The importance of purification isn’t just to prevent yourself from suffering in the lower realms. When you become a human being you still have to experience so much suffering and so many problems. There are three suffering results coming from your past negative karma:

1) The environmental result of living in a harsh, dirty place;

2) The result similar to the cause, when others harm you in the same way you harmed them in the past. This new complete negative karma produces four new suffering results;

3) The habitual result when you create the same kind of action again. From one negative karma you experience endless suffering results. This is what happens if you don’t purify that negative karma as quickly as possible with the four remedial powers. The most terrifying thing is that, due to karmic imprints, you repeat the negative action again in your next life. This is much more terrifying than suffering in the hells.

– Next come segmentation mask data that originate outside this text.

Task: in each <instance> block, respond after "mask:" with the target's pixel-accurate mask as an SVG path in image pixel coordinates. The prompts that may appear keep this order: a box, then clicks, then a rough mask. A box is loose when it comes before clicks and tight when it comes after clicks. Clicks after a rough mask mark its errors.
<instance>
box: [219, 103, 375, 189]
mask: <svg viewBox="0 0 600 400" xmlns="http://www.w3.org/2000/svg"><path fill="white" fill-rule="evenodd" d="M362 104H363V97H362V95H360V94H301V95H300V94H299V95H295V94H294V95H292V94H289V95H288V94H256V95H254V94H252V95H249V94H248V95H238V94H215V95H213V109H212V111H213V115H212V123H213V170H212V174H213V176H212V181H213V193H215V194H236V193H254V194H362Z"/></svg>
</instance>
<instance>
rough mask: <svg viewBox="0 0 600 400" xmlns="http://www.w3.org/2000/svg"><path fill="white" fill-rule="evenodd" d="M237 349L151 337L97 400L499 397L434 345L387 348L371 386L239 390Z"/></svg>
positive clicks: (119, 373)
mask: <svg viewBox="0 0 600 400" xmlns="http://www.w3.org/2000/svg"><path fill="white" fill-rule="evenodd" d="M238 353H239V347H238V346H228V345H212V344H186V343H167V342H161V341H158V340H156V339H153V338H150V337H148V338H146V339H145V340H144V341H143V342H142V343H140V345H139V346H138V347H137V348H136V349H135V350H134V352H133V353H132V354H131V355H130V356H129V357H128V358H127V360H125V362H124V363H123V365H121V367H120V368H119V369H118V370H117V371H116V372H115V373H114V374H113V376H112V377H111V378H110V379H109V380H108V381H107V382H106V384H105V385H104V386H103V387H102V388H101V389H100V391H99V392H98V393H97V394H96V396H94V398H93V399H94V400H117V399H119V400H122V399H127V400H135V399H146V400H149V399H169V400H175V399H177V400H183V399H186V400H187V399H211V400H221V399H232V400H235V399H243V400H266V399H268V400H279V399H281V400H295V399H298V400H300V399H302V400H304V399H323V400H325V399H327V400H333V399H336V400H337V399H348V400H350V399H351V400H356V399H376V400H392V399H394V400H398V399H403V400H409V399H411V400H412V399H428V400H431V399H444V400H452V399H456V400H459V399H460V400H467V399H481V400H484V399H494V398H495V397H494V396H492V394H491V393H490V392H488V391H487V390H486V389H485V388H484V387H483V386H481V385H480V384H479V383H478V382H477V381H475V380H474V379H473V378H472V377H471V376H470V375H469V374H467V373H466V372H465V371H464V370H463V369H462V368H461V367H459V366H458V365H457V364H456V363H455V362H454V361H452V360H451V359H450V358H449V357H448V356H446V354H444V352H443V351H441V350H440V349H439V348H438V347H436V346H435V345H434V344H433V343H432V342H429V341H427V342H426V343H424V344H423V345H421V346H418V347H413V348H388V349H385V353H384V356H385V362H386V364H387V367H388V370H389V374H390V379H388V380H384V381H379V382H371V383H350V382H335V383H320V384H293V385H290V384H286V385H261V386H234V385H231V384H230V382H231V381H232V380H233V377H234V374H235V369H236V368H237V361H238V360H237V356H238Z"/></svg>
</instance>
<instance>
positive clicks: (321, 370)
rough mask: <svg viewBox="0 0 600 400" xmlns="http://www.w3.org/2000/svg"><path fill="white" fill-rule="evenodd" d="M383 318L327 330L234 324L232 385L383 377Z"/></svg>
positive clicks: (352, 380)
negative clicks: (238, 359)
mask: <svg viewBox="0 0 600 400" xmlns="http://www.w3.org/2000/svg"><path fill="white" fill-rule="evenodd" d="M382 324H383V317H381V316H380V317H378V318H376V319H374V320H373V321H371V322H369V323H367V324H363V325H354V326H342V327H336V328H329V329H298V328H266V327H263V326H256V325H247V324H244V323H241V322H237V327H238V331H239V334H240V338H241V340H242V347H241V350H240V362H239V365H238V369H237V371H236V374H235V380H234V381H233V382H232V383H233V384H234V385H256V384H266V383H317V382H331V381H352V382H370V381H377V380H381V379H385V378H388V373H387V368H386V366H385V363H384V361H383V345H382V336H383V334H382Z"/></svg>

With suffering in the hells you experience it and then it eventually stops after one or two eons, but if you don’t purify your karma and just leave it, it causes endless sufferings, hells, and human being’s problems that, of course, you don’t want. You want liberation. Any pain you experience isn’t according to your wish. You don’t even want a small problem in your dreams.

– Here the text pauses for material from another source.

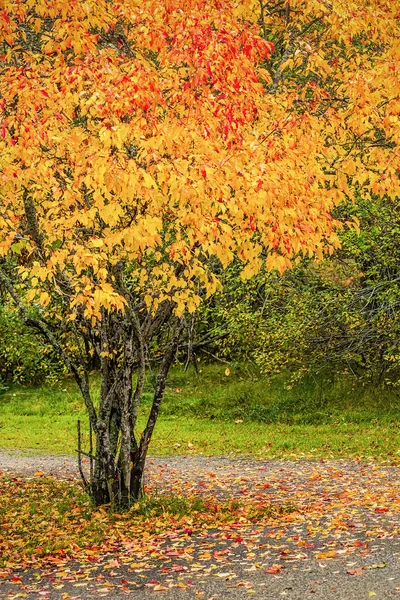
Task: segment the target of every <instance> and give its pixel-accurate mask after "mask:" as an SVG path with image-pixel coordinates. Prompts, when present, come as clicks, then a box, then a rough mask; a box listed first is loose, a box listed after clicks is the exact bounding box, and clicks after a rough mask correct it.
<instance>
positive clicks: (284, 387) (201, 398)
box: [0, 364, 400, 460]
mask: <svg viewBox="0 0 400 600" xmlns="http://www.w3.org/2000/svg"><path fill="white" fill-rule="evenodd" d="M225 368H226V367H225V365H221V364H214V365H206V366H204V367H202V372H201V373H200V375H199V376H198V377H196V375H194V373H193V371H190V372H189V373H184V372H183V370H182V369H181V368H179V367H176V368H175V369H173V371H172V372H171V375H170V377H169V380H168V387H167V392H166V396H165V401H164V404H163V406H162V411H161V415H160V418H159V421H158V423H157V426H156V431H155V434H154V438H153V441H152V445H151V452H152V453H154V454H170V453H179V454H183V453H203V454H208V455H219V454H229V453H231V454H232V455H236V454H245V455H254V456H258V457H266V458H272V457H281V458H294V457H315V458H321V457H324V458H332V457H355V456H359V457H364V458H365V457H375V458H379V459H388V458H389V459H390V460H400V424H399V420H398V415H399V409H400V400H399V398H398V396H397V394H396V392H395V391H390V390H384V389H376V388H369V387H363V386H357V387H354V386H353V382H352V380H350V379H342V380H339V381H332V380H329V379H328V378H323V379H321V380H320V381H319V382H316V381H313V380H309V381H305V382H304V383H302V384H301V385H299V386H297V387H295V388H294V389H291V390H287V389H285V386H284V381H283V380H282V378H281V379H276V380H275V381H273V382H272V383H271V384H270V385H269V384H268V383H267V381H266V380H265V379H263V378H262V377H260V376H259V374H258V373H256V372H254V371H251V370H250V369H249V368H245V367H243V366H236V367H235V366H231V374H230V375H229V376H227V375H225ZM92 386H93V390H94V395H95V394H96V392H98V389H99V380H98V378H97V377H96V376H94V377H93V380H92ZM151 390H152V381H151V377H149V379H148V381H147V385H146V393H145V397H144V404H143V408H142V412H141V417H140V423H139V430H140V429H141V428H142V427H143V425H144V423H145V415H146V412H147V410H148V408H149V406H150V402H151ZM77 419H81V420H82V427H83V432H84V438H85V443H87V418H86V415H85V409H84V406H83V402H82V400H81V398H80V395H79V392H78V390H77V389H76V386H75V384H74V383H73V381H72V380H70V379H67V380H65V381H63V382H61V383H59V384H55V385H53V386H49V385H48V386H41V387H37V388H29V387H22V386H12V387H10V388H9V389H8V390H7V391H6V393H5V394H4V395H2V396H1V397H0V447H2V448H6V449H24V450H25V449H34V450H36V451H40V452H52V453H72V452H74V451H75V448H76V422H77Z"/></svg>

We want even the smallest happiness, even in dreams, and the smallest comforts in daily life. If this is the case we should abandon even the smallest negative action and perform even the smallest virtuous ones while we are walking, eating, talking, and working in all 24 hours of our daily life.

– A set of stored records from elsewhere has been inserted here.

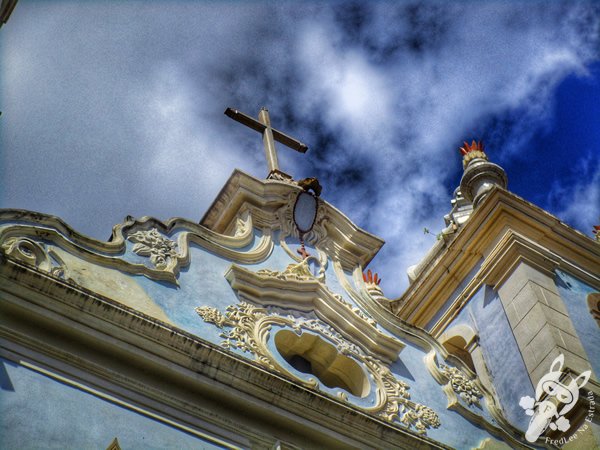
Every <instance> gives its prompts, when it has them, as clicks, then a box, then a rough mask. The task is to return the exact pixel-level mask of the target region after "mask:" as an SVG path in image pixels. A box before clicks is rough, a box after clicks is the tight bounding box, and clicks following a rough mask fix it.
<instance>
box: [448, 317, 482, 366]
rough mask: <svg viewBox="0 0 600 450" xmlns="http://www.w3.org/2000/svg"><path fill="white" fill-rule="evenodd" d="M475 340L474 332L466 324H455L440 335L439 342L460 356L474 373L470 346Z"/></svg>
mask: <svg viewBox="0 0 600 450" xmlns="http://www.w3.org/2000/svg"><path fill="white" fill-rule="evenodd" d="M476 342H477V338H476V334H475V331H473V329H472V328H471V327H470V326H468V325H456V326H454V327H452V328H450V329H449V330H447V331H446V332H444V333H443V334H442V335H441V336H440V343H441V344H442V345H443V346H444V348H445V349H446V350H447V351H448V353H450V354H451V355H454V356H456V357H458V358H460V359H461V360H462V361H463V362H464V363H465V364H466V365H467V366H468V367H469V369H471V370H472V371H473V372H474V373H477V370H476V368H475V363H474V362H473V357H472V355H471V349H472V346H473V345H474V344H475V343H476Z"/></svg>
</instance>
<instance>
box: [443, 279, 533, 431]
mask: <svg viewBox="0 0 600 450" xmlns="http://www.w3.org/2000/svg"><path fill="white" fill-rule="evenodd" d="M460 324H464V325H469V326H470V327H471V328H473V330H475V332H476V333H478V335H479V345H480V346H481V349H482V352H483V357H484V359H485V363H486V365H487V367H488V370H489V371H490V374H491V379H492V382H493V383H494V388H495V389H496V392H497V394H498V396H499V397H500V403H501V406H502V408H503V410H504V412H505V414H506V417H507V419H508V420H509V421H510V422H511V423H512V424H513V425H514V426H516V427H517V428H520V429H527V426H528V423H529V416H526V415H525V413H524V411H523V409H522V408H521V407H520V406H519V400H520V399H521V397H523V396H526V395H530V396H532V395H533V392H534V390H533V385H532V384H531V380H530V379H529V375H528V374H527V369H526V367H525V363H524V362H523V358H522V356H521V352H520V351H519V348H518V346H517V342H516V340H515V337H514V335H513V333H512V330H511V328H510V324H509V323H508V318H507V317H506V313H505V312H504V308H503V307H502V303H501V302H500V298H499V297H498V293H497V292H495V291H494V290H493V289H492V288H491V287H489V286H484V287H482V288H481V289H479V290H478V291H477V293H476V294H475V295H474V296H473V297H472V298H471V300H470V301H469V303H468V304H467V306H466V307H465V308H464V309H463V310H462V311H461V312H460V314H459V315H458V317H457V318H456V319H454V321H453V322H452V323H451V324H450V325H449V326H448V329H451V328H452V327H453V326H455V325H460Z"/></svg>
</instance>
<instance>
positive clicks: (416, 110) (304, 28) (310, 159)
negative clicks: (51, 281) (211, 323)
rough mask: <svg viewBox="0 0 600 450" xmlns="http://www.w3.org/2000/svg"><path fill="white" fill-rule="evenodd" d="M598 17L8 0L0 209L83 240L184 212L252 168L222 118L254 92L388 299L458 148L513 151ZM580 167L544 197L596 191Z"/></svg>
mask: <svg viewBox="0 0 600 450" xmlns="http://www.w3.org/2000/svg"><path fill="white" fill-rule="evenodd" d="M597 18H598V7H597V6H596V5H594V4H593V3H591V4H586V3H573V2H569V3H566V4H561V3H551V4H548V3H547V2H543V3H536V2H527V3H524V4H517V3H515V2H509V3H496V2H482V3H475V2H462V3H456V4H450V5H447V4H445V3H400V4H397V3H395V2H394V3H384V2H371V3H364V2H360V3H359V2H354V3H346V2H331V3H324V4H315V3H310V4H308V5H306V4H302V5H296V4H295V3H282V4H279V5H277V6H276V5H275V4H273V3H266V2H265V3H262V2H251V3H241V2H240V3H236V2H233V3H231V2H227V3H219V2H215V3H206V2H201V3H195V2H149V3H141V2H135V3H117V2H106V3H104V2H94V3H92V2H82V3H75V2H64V3H63V2H33V3H27V2H20V3H19V5H18V6H17V8H16V9H15V12H14V13H13V16H11V20H10V22H9V23H8V24H7V25H6V26H5V27H3V28H2V30H1V31H0V37H1V38H2V60H3V65H2V69H1V71H2V72H1V74H2V105H1V109H2V111H3V112H4V114H3V116H2V119H0V126H1V127H2V128H1V130H0V131H1V132H2V137H1V139H2V141H1V144H2V154H3V161H4V163H3V182H2V184H3V198H2V206H4V207H20V208H26V209H32V210H38V211H43V212H47V213H52V214H56V215H59V216H61V217H63V218H64V219H65V220H66V221H67V222H69V223H70V224H72V225H73V226H74V227H75V228H77V229H79V230H81V231H83V232H86V233H89V234H92V235H94V236H96V237H100V238H105V237H106V236H108V234H109V232H110V228H111V227H112V225H113V224H114V223H116V222H119V221H120V220H122V218H123V217H124V216H125V215H126V214H132V215H135V216H141V215H155V216H158V217H160V218H162V219H166V218H168V217H171V216H184V217H188V218H191V219H198V218H199V217H201V215H202V214H203V212H204V210H205V209H206V207H207V206H208V205H209V204H210V202H211V200H212V198H213V197H214V195H216V193H217V192H218V190H219V189H220V187H221V186H222V184H223V183H224V182H225V180H226V179H227V177H228V175H229V174H230V173H231V171H232V170H233V169H234V168H235V167H239V168H241V169H243V170H245V171H248V172H250V173H252V174H254V175H256V176H259V177H262V176H264V175H265V174H266V165H265V163H264V157H263V153H262V152H263V150H262V146H261V142H260V136H258V134H257V133H255V132H254V131H252V130H250V129H248V128H246V127H243V126H241V125H239V124H237V123H235V122H233V121H231V120H230V119H228V118H227V117H225V116H224V115H223V110H224V109H225V107H227V106H232V107H235V108H238V109H240V110H242V111H244V112H246V113H248V114H252V115H256V113H257V112H258V109H259V108H260V107H261V106H263V105H264V106H268V107H269V109H270V111H271V118H272V121H273V125H274V127H276V128H279V129H281V130H283V131H285V132H286V133H289V134H291V135H292V136H295V137H297V138H298V139H300V140H302V141H303V142H305V143H307V144H308V145H309V147H310V148H311V149H310V151H309V152H308V153H307V154H306V155H300V154H298V153H295V152H293V151H292V150H289V149H287V148H284V147H280V148H279V158H280V163H281V166H282V169H284V170H286V171H288V172H291V173H293V174H294V176H295V177H296V178H302V177H306V176H313V175H314V176H317V177H319V179H320V180H321V182H322V184H323V185H324V196H325V198H326V199H327V200H328V201H331V202H332V203H333V204H335V205H336V206H337V207H339V208H340V209H341V210H342V211H344V212H345V213H347V214H348V215H349V217H351V218H352V219H353V220H355V221H356V222H357V223H358V224H359V225H360V226H362V227H364V228H366V229H367V230H369V231H371V232H374V233H376V234H379V235H381V236H382V237H384V238H385V239H386V241H387V242H388V244H387V245H386V246H385V247H384V250H382V252H381V254H380V256H379V257H378V258H377V260H375V262H374V264H375V265H376V266H377V267H376V268H377V270H378V271H379V272H380V273H381V274H383V276H384V278H386V281H387V283H386V286H385V287H386V293H387V294H388V295H392V294H398V293H399V292H400V291H401V289H402V287H403V286H404V285H405V275H404V272H405V270H406V268H407V267H408V265H410V264H413V263H415V262H417V261H418V260H419V258H420V257H421V256H422V255H423V253H424V252H425V251H426V250H427V248H428V247H429V246H431V245H432V244H433V243H434V242H433V239H434V238H433V237H432V236H430V235H424V234H423V233H422V230H423V227H428V228H430V229H431V230H435V231H438V230H440V229H441V228H442V227H443V221H442V217H443V215H444V214H445V213H446V212H447V211H448V209H449V206H450V205H449V199H450V195H451V193H452V190H453V188H454V186H455V185H456V184H457V183H458V181H459V179H460V170H461V164H460V159H459V156H458V153H457V151H456V147H457V145H459V144H460V143H461V142H462V140H463V139H470V138H480V137H482V136H485V137H486V138H488V139H487V140H488V148H489V150H490V151H489V154H490V157H491V158H492V159H493V160H495V161H498V162H501V163H510V162H511V161H513V160H514V159H515V158H520V157H521V156H520V152H519V150H520V149H522V147H523V146H524V145H526V144H527V142H528V140H529V139H531V137H532V136H533V135H534V133H535V132H536V130H539V129H540V128H543V127H544V126H546V125H547V123H548V120H549V118H551V117H552V114H553V104H552V97H553V93H554V91H555V89H556V86H557V84H558V83H560V81H561V80H563V79H564V78H565V77H566V76H568V75H569V74H572V73H579V74H585V72H586V65H587V64H589V63H590V62H591V61H593V60H597V58H598V44H599V41H598V20H597ZM537 157H539V158H543V155H537ZM531 158H532V157H530V159H529V161H530V163H532V164H535V161H534V160H533V161H532V159H531ZM586 167H588V169H586V170H588V172H589V176H588V177H587V178H586V180H581V182H580V183H579V184H577V185H576V186H574V187H573V186H572V185H565V186H563V185H560V186H559V185H557V186H556V188H555V190H554V191H555V198H557V199H558V198H561V197H562V196H566V195H567V193H568V192H570V191H569V189H571V188H572V189H573V191H571V192H572V193H573V192H574V194H573V197H574V198H583V196H585V195H596V196H597V187H594V185H593V182H594V180H597V178H598V176H599V175H598V174H599V173H600V168H599V167H598V166H597V165H596V166H594V165H593V164H592V163H589V164H588V166H586ZM509 178H510V173H509ZM595 186H597V183H596V185H595ZM594 189H595V191H594ZM594 192H596V194H594ZM553 202H554V204H557V203H558V202H559V200H553ZM594 208H595V209H594ZM599 208H600V207H599V206H596V207H592V208H591V213H590V214H596V216H598V215H600V211H599ZM572 211H573V209H572V208H571V207H566V208H564V212H565V214H567V215H570V216H571V217H574V214H573V212H572ZM388 288H389V290H388Z"/></svg>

As Lama Tsongkhapa explained in the Foundation of All Good Qualities in the section on karma:

This life is as impermanent as a water bubble
Remember how quickly it decays and death comes
After death, just as a shadow follows the body
The results of black and white karma follow

Finding firm and definite conviction in this
Please bless me always to be careful
To abandon even the slightest negativities
And to do only virtuous actions.

It is so important to purify with the Vajrasattva mantra and prostrations to the Thirty-five Buddhas every day. Reciting each of the Thirty-five Buddhas’ names has the power to purify many eons of negative karma. This is incredibly beneficial. Reciting the names of the Thirty-five Buddhas is like a bomb blasting your negative karma and defilements. I will be so happy if you can memorize this practice while you are in prison so you can recite the names while prostrating. Visualize your countless past life bodies as large as mountains bowing down in all the directions—toward the buddhas, toward your altar—standing up and bowing down. If you can do this with your actual body, that is excellent. The nun you know might have explained the benefits of prostrations to you, that how many atoms your body covers while prostrating, from the tip of the hairs on your head down to the bottom of your feet, creates that many causes to be born as a wheel-turning king equaling the number of that many atoms or 1,000 times equaling that number of atoms.

Of course, to be born a wheel-turning king just one time you have to create inconceivable merits. So the Buddha is just giving an idea by using this example of how much merit you collect by having performed one prostration. Since you dedicate the merits to achieving enlightenment for sentient beings so they all may have happiness and freedom from all sufferings, it is unbelievable. It is such an easy way to help others due to the kindness and compassion of the Buddha.